The first ones were much shorter, of course, but they moved. “I appreciate the simple things,” said Rob’s voice booming from the computer. “I don’t have a bucket list because I’ve had such a wonderful life. But I want to make the most of the time I have left.”
It took him nearly 10 minutes to formulate that response – which gave me an idea of what a trial life had become for Rob. And then I would wake up to some extraordinary emails that reinforced these thoughts, since Rob had spent so much time alone to add texture and depth to his responses.
“I’ve changed my mind about life right now,” he wrote to me late one night. “Since my diagnosis, I see the moment for what it is and find meaning in it. When the kids are playing in the garden or just having fun, it makes me appreciate the moment. One day before I know it, I won’t be able to enjoy these eternal moments. When I tell Lindsay and the kids that I love them, you never know how far away you are from telling them that for the last time.”
Rob was just 41 when he died. He and Lindsay had been together, except for a short break when she was at university, since they were 15 years old. It was a tremendous love story, made all the more poignant in the often harrowing final year of his life. Lindsay’s care for him never wavers.
I had been at their home a lot in recent months, and as it became more and more difficult for Rob to swallow even pureed food, Lindsay still found ways to help him. She kept up her constant source of good cheer, talking cheerfully or gently to Rob, even though he was too frail and exhausted to answer much more than “Yes” or “No” to the Eyegaze machine.
But a flickering fire still burned within him. He wanted to live as long as possible. Rob has always said he would accept the diagnosis of MND, a disease of almost unbearable cruelty, but that he would fight the prognosis which, on that fateful day in December 2019, told him he could only expect to live another 18 months or . maximum two years.
After all, Rob lived for more than four and a half years.
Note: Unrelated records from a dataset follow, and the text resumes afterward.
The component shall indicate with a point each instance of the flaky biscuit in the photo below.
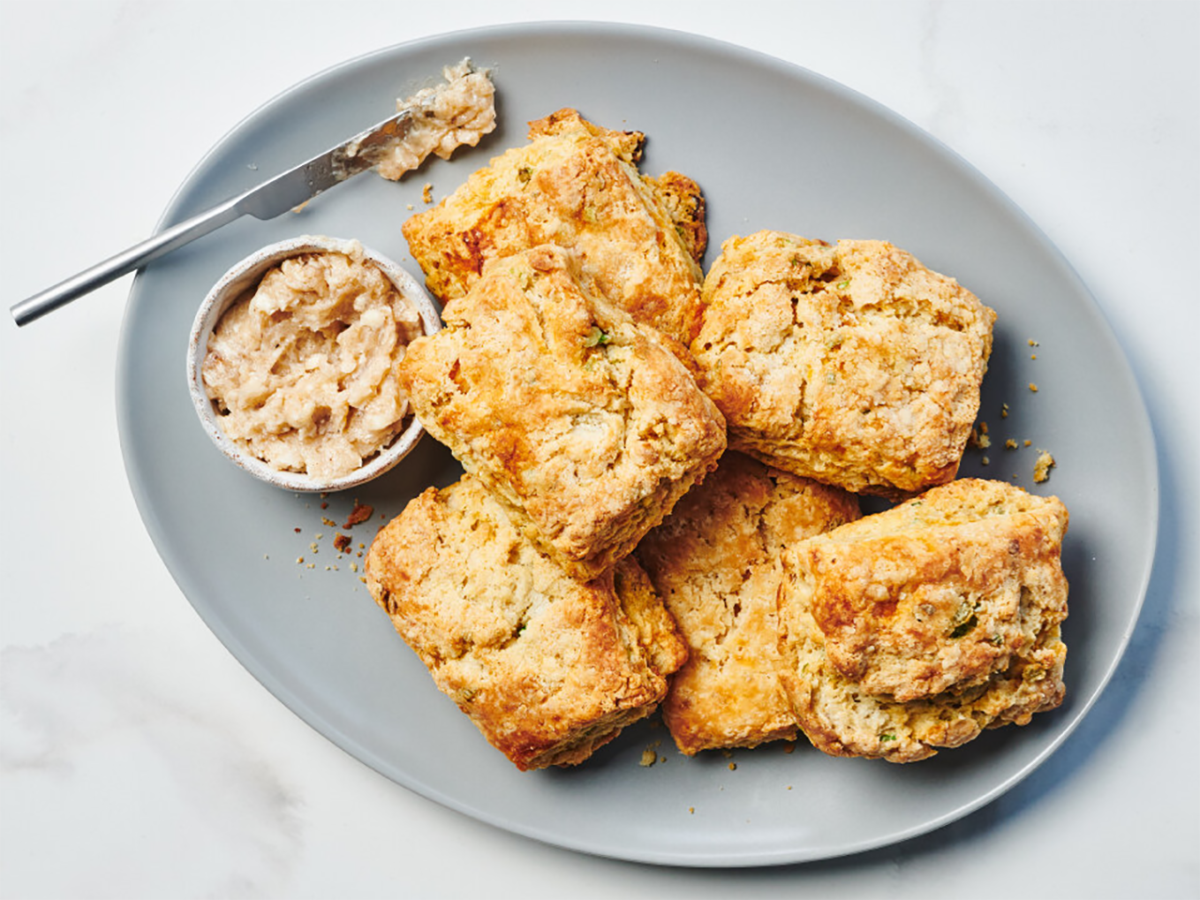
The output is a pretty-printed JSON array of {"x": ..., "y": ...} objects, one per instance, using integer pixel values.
[
  {"x": 916, "y": 628},
  {"x": 851, "y": 364},
  {"x": 715, "y": 563},
  {"x": 575, "y": 185},
  {"x": 579, "y": 419},
  {"x": 549, "y": 667}
]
He was winning awards at the time and was loved and praised even more than when he was playing for Leeds. But much more importantly, he loved every day that he saw his three young children – Macy, Maya and Jackson – running to him with such love and life. They are pretty amazing kids and it says so much about Rob and Lindsey that they have thrived despite their father being in the relentless grip of MND.
Lindsey texted me last Tuesday night to tell me that Rob had been hospitalized with pneumonia. She said she tries to stay positive but knows how sick he has become. It was an alarming echo of the events of the previous summer, when it was feared that another bout of pneumonia would hasten the end of Rob’s life. But then he pulled himself together and managed to return home.
His recovery made me think about what he had once told me about his rugby league career. “I played to my strengths,” Rob said. “I had speed and agility. I wasn’t trying to be something I wasn’t. I never had any doubts. I’m tougher than I look.”
He almost laughed when he said those words, but the sound was caught in his body.
The mighty Rob Burrow was one of the most extraordinary men I have ever met. He was definitely the toughest. But when I heard on Sunday that death had at last come for him, offering a merciful release after he had suffered so long, I also thought of how he had told me of his good fortune.
Death was never far from our conversations, but Rob’s words were always more gentle than dark. My breath caught in my throat when he wrote this line: “There’s something beautiful about being cared for by the only girl you’ve ever loved.”
Lindsey was with Rob until the very end, showing him the love and care that had sustained him for so long.